Un domingo a mediodía, después de regresar del gimnasio y hacer el amor con los espejos, todo músculo y pavoneo, no la encuentra en casa. Tampoco halla su ropa en el clóset y su cepillo dental de cerdas suaves en el baño, ni su tapete para meditar en la terraza ni sus palabras yendo y viniendo por los pasillos ni su perfume suave enamorando el aire. Al entrar al estudio, los libros de su esposa más queridos vuelan desesperados por la estancia, sin poder salir tras ella porque la ventana está cerrada; se ha marchitado la violeta en una esquina del escritorio y llora tinta la pluma a un lado de la nota, que dice: “He cambiado mucho, amor. O tal vez no, será solo que me he descubierto un poco tarde. Te sigo queriendo, pero amarte no me basta. No me busques, aún no tengo bien claro hacia dónde me dirijo. No me llevo todo, por si vuelvo. Besos, pequeño”.

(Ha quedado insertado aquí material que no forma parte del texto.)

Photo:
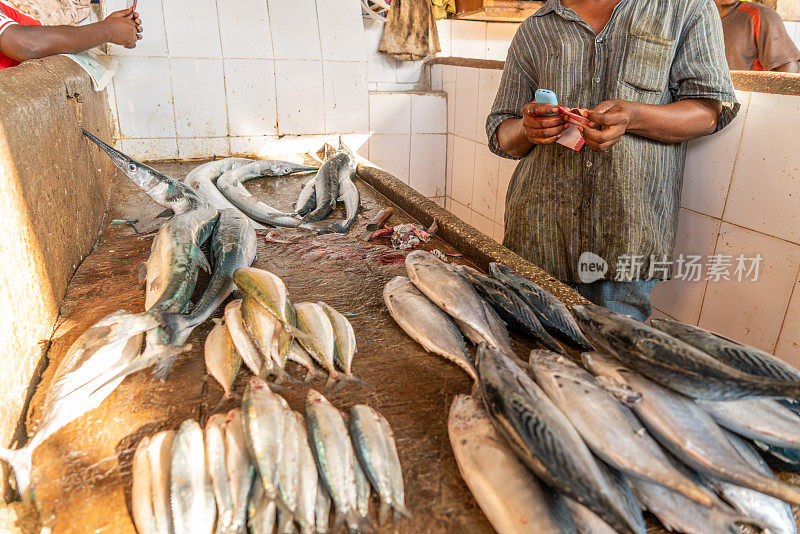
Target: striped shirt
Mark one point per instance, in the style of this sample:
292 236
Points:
623 202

Nace un silencio nuevo lleno de fantasmas. Los libros queman sus alas y regresan al estante; de cualquier modo la espera es su tarea perpetua. Sale a la calle, es la tristeza la que mueve sus pies. Se sabe casi muerto, pero hay una pequeña frase que lo mantiene vivo: “…por si vuelvo”.
Días después, en el mismo lugar desde el que ella partía hacia su interior, se ve al hombre sentado con las piernas cruzadas y la espalda recta. Una música suave lo acompaña en su viaje que inicia justo esta tarde del ocho de marzo, mientras afuera las calles de incendian de furor femenino.